The Index number, however, masks the high degree of polarisation in the views of operators, with results differing depending on the sectors they are most exposed to. A third of operators reported current business conditions as either the same or more favourable than 12 months ago, despite the economic disruption. Those focused on e-commerce and last-mile deliveries have fared relatively well, while others operating in manufacturing sectors, such as automotive, aerospace, oil and gas saw unprecedented levels of disruption.

The results are similar when asked about which industries are providing the greatest business opportunities in 2021 with more than a half of the operators surveyed (55%) saying online retail, 32% saying manufacturing and only 6% of respondents highlighting the automotive sector. This reflects how changes in consumer buying habits away from bricks and mortar stores to online purchasing and manufacturers direct selling have been exacerbated by Covid-19. To illustrate the impact of Covid-19 on the sector, the vast majority of respondents (94%) stated that they have utilised the government’s Job Retention Scheme and staff furloughs to help them through the pandemic.

In keeping with other industries such as retail and hospitality, the adoption of technology to address business challenges has rapidly accelerated this year. To help overcome talent shortages, more than two fifths (42%) of operators stated they are using technology to replace human talent. Meanwhile, many businesses are continuing to invest in sustainability with more than seven in ten (72%) putting funds into green-related projects over the next 12 months.
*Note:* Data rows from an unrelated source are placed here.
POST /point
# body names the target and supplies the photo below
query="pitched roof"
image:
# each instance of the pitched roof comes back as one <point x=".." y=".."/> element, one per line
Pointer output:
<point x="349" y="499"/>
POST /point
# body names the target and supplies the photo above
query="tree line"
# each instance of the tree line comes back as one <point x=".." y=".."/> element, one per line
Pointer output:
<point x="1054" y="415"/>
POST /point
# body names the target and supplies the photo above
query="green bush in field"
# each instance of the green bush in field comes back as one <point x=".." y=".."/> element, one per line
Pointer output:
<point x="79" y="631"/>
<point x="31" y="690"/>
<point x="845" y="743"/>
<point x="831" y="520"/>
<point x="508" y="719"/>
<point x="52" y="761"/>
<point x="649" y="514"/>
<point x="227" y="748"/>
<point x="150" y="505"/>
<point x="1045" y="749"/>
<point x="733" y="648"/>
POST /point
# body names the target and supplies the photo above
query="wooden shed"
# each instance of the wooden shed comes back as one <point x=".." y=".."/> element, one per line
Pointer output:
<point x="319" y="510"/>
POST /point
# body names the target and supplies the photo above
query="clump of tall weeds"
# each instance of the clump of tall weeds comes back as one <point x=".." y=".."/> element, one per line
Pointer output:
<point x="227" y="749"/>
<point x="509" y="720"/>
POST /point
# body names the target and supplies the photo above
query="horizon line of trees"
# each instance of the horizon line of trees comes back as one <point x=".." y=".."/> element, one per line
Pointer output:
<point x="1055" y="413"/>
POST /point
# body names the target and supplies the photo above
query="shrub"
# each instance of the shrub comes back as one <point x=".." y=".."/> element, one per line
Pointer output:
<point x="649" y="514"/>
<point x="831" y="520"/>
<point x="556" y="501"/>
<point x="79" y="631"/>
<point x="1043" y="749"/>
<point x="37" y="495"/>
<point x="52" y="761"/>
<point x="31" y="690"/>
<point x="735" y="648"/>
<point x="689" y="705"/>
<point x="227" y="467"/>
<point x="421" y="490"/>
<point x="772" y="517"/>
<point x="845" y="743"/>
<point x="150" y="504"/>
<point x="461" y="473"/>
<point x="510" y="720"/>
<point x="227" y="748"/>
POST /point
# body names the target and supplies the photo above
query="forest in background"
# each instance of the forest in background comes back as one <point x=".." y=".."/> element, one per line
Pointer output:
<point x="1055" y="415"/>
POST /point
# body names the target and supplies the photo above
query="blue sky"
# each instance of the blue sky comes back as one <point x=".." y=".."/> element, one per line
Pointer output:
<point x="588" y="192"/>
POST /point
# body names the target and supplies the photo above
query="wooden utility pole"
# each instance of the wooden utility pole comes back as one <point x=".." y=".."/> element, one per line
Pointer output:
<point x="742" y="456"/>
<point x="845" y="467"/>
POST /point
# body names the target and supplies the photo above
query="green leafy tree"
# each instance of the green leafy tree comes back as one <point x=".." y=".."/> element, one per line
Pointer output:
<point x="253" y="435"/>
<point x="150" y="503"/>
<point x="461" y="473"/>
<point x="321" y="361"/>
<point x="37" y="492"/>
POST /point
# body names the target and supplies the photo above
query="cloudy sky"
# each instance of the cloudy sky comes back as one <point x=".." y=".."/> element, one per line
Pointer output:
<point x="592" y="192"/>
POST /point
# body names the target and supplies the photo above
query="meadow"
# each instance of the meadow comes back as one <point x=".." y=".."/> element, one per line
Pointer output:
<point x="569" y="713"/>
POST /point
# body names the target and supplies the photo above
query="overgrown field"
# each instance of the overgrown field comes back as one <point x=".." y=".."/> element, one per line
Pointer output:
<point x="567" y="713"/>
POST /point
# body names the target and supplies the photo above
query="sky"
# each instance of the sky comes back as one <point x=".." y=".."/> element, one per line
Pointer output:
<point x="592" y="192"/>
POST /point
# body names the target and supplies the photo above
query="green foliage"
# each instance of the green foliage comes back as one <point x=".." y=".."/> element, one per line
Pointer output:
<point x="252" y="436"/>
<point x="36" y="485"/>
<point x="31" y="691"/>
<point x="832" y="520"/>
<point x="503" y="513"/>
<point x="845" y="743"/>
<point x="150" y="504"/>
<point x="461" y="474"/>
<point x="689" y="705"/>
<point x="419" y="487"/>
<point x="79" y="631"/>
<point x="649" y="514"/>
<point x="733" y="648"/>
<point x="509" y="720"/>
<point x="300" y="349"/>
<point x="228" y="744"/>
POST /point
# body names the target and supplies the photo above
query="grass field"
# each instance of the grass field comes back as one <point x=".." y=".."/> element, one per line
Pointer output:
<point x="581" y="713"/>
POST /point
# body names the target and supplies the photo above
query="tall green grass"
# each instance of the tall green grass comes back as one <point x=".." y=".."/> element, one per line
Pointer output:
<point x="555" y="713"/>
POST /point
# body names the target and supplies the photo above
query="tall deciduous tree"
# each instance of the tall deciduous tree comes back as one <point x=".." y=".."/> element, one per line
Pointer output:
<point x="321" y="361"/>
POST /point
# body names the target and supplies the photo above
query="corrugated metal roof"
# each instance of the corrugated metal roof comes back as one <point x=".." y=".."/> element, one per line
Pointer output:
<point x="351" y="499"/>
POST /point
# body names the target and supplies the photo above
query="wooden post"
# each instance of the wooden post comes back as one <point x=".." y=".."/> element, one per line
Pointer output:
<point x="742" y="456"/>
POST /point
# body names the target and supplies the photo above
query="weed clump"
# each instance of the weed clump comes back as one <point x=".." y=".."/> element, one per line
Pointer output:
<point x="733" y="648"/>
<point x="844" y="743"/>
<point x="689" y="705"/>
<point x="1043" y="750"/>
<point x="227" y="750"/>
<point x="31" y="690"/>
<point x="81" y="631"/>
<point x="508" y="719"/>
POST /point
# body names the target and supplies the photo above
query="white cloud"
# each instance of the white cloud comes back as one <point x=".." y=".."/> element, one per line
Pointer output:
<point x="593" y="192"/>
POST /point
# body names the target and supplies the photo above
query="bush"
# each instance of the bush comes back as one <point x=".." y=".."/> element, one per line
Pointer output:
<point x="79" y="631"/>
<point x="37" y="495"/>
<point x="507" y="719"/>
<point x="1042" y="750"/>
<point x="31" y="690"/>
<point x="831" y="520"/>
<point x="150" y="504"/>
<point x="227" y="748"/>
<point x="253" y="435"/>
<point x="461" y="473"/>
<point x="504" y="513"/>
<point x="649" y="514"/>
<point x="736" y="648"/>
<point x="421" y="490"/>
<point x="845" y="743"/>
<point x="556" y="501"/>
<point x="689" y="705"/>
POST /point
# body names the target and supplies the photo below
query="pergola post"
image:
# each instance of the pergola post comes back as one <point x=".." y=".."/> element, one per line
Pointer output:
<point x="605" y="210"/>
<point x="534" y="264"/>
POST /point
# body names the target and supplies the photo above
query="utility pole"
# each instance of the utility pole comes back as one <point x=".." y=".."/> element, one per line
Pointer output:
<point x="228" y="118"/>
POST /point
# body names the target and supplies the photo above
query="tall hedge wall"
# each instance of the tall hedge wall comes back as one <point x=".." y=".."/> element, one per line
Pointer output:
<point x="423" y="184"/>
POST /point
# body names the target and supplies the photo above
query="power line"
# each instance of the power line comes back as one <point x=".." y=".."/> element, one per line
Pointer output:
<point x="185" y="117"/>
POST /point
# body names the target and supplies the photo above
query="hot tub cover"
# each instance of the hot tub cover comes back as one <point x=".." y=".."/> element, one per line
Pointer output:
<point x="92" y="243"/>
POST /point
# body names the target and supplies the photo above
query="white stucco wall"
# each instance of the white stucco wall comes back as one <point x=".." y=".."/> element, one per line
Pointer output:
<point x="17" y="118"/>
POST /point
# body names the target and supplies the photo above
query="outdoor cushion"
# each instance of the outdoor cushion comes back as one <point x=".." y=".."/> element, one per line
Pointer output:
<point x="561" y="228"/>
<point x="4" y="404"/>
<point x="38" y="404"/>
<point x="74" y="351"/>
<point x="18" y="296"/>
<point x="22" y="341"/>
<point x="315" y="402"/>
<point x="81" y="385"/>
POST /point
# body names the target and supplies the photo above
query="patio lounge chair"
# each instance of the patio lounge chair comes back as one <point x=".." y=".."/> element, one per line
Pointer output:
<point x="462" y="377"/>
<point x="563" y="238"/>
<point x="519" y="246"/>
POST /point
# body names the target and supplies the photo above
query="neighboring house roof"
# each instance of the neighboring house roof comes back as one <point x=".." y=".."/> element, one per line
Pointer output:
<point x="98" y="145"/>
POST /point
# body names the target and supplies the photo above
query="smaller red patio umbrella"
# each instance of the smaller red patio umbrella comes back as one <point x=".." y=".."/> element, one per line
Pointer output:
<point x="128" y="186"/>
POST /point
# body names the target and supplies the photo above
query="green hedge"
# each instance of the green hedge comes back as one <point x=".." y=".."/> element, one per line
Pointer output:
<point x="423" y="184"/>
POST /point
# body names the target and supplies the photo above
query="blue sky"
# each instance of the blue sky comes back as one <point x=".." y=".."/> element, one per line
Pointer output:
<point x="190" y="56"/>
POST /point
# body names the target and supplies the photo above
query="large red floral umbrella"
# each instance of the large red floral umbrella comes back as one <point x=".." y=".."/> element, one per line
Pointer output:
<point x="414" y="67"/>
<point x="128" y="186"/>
Looking ahead, there is cause for cautious optimism. Logistics continues to be a strong and resilient sector and remains a major contributor to the UK economy. The total combined UK revenue for the 100+ companies surveyed is £16.4bn and, even under the current highly uncertain economic conditions, nearly half (49%) of them say they still expect to see profits increase over the next 12 months. In the context of a changing market, it is perhaps no surprise that M&A is in the plans of many companies, driving many to adapt by extending existing service offerings or targeting new customer markets or industry sectors. The number of companies expecting to make acquisitions is close to the all-time high of 2017, with 38.9% of respondents saying they are likely to make an acquisition within the next 12 months.

Ian Cranidge, Head of Transport & Logistics at Barclays Corporate Banking, said: “2020 has been an unprecedented year – never has the industry faced such a plethora of multi-faceted challenges. However, longer term this is an extremely resilient sector which is ready to bounce back once the pandemic passes. Businesses are using this challenging period to build back better, by investing in technology and sustainability. The present is undoubtedly tough, but we can look to the future with optimism.”

Jason Whitworth, Partner, M&A Advisory and Logistics & Supply Chain Management at BDO LLP, said: “As we stand today, it feels like we are still in the eye of the storm in terms of uncertainty. Given this, it is no surprise confidence is low. The pandemic highlighted the vital nature of an effective supply chain, and this survey demonstrates the sector’s resilience and adaptability. Encouragingly, the responses reveal a continued appetite to invest for the future – searching out new markets and added value services, developing technology, automation and sustainability projects, and attracting, training and retaining good people.”